Von Christian Dusek. Erstellt am 05. Februar 2019 (04:47)
Christian Husar
Gabriela Horn alias Paenda (Bildmitte) freut sich mit ihren Kollegen der Musikschule Leobersdorf.

Es ist der größte Musik-Wettbewerb der Welt: Der 64. Eurovision Song Contest findet in diesem Jahr beim Vorjahressieger in Israel statt. Mittendrin ist dann auch die Leobersdorfer Gesangslehrerin der Musikschule, Gabriela Horn, die – wie erst am Dienstag der Öffentlichkeit bekannt gegeben wurde – unter ihrem Synonym „Pænda“ Österreich vertreten wird.

Musikschulleiter und damit ihr Chef, Gerald Mittermüller: „Über den Song ,Limits‘ weiß ich derzeit genauso wenig wie alle anderen auf der Welt – aber alles, was die Gabi bisher gemacht hat, war immer super Musik und ich gehe davon aus, dass sich das jetzt nicht ändern wird“, ist er mehr als zuversichtlich, die Qualität des Liedes betreffend. Pænda selbst beschreibt den Song als „ruhig und sphärisch“.
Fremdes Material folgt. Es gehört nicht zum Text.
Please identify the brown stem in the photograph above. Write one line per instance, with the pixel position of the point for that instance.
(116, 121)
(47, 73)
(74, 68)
Komponiert und schreibt Texte selbst

Horn gilt auch als musikalisches Multitalent: Sie komponiert und schreibt ihre Texte selbst, spielt alle Instrumente selbst ein und arrangiert ihren persönlichen Sound in ihrem Studio in Wien-Ottakring. Im Vorjahr ist ihr erstes Album erschienen: „Alle unsere Lehrer sind in ihrer Freizeit musikalisch aktiv und dabei auch noch sehr erfolgreich. Die Gabi bildet da auch keine Ausnahme. Sie ist für unsere Musikschule und vor allem unsere Schüler ein Riesenvorbild und ein schönes Symbol dafür, dass man es auch aus dem kleinen Leobersdorf in die weite Welt schaffen kann“, lacht Mittermüller. „Es freut mich total, dass sie genommen wurde und jetzt diese Chance erhält“.

Pænda tritt mit ihrem Song „Limits“ im zweiten Halbfinale am 16. Mai in Israel an und wird dabei rund 220 Millionen – wenn man die Quote des Vorjahres heranzieht – Zuseher weltweit haben. Der Song solle „in den nächsten Wochen“ erscheinen, hieß es zuletzt.